A joint Russian, Norwegian expedition is today in Stepovogo bay east of Novaya Zemlya where the Soviet Union dumped one of its ill-fated nuclear powered submarines in 1982. The researchers are measuring the levels of radioactivity in the waters, sediments and marine life near the ticking time bomb. Preliminary test-results will be communicated to St. Petersburg where top officials meet on Thursday for the annual meeting in the Norwegian-Russian Commission for Nuclear Safety.
Asked by BarentsObserver on the day of departure towards the Kara Sea about funding to a possible lifting operation of K-27, expedition co-leader Vyacheslav Shershakov, Director General of Typhoon research institute said: “We are always glad when other countries provide funding.”
State Secretary in the Norwegian Foreign Ministry, Torgeir Larsen, keeps the door open for possible Norwegian contribution.

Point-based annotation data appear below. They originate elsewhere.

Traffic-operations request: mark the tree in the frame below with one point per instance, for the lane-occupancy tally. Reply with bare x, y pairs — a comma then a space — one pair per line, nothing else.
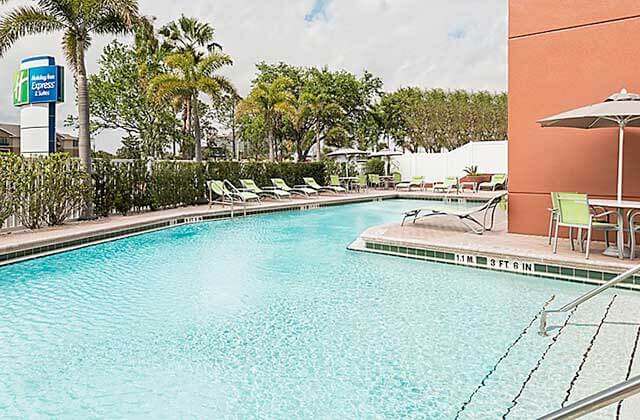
270, 101
79, 22
121, 98
186, 80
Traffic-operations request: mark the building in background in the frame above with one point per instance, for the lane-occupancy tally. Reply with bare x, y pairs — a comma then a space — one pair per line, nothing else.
563, 55
10, 140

“The ongoing Norwegian-Russian expedition in the Kara Sea is important for assessing the risk of radioactive contamination in our northern seas and around the nuclear submarine K-27 in particular. We are awaiting the results of surveys conducted during the mission. Lifting is and will remain a Russian responsibility, but we are ready to cooperate with Russia on inter-survey and risk-assessments,” says Torgeir Larsen to BarentsOberver.
Larsen is heading the Norwegian delegation to the bi-lateral nuclear meeting with Rosatom in St. Petersburg this week. He says the dumped nuclear waste in the Kara Sea will be an issue also in the multilateral cooperation with Russia.
“Objects dumped in the Kara Sea will also be one of several topics for a conference in Moscow in November, where Norway, Sweden and Russia will host.”
Drilling in radioactive waste
In addition to K-27, Novaya Zemlya’s coastline to the Kara Sea and the bays are filled up with other dumped nuclear reactors and assumedly some 17,000 containers with solid radioactive waste. At the time of dumping in the 70ies and 80ies the Kara Sea was one of the most remote located seas in the world. Today, with the rapidly melting Arctic ice-cap, Big Oil is moving in.
Rosneft is this summer conducting seismic studies in the Kara Sea, mapping the area before the Russian oil major together with partner Exxon start drilling for oil and gas. The drilling rigs would better not hit any of the dump sites with radioactive waste.
Rosneft could share costs
Bellona, an environmental group based in both Norway and Russia, dismiss any suggestion that Norway should pay for lifting the dumped K-27. Igor Koudrik with Bellona in Oslo says to BarentsObserver that "K-27 is a potential radioactive time-bomb“ .... but ..."Russia must take responsibility for their own waste financially.”
Koudrik has been working with nuclear safety issues in in the north for two decades with special focus on Norwegian, Russian cooperation.
“Any western, including Norwegian support, should it come to that can be technical. If Russia does not provide equal financial support for the project, the oil companies such as Rosneft and Exxon who plan exploration in the Kara Sea should contribute to eliminate the risks related to the dumped waste.”
Also Per Strand with the Norwegian Radiation Protection Authorities says it is premature to discuss Norwegian financial assistance regarding the submarine K-27. “Funding is something that will be considered afterwards. Firstly, an environmental impact assessment study must be developed,” Strand says to BarentsObserver.
The fear is that the highly enriched spent uranium fuel still inside the reactors of K-27 should re-start a chain reaction if the sub will be heavily shaken during a lifting and transportation operation.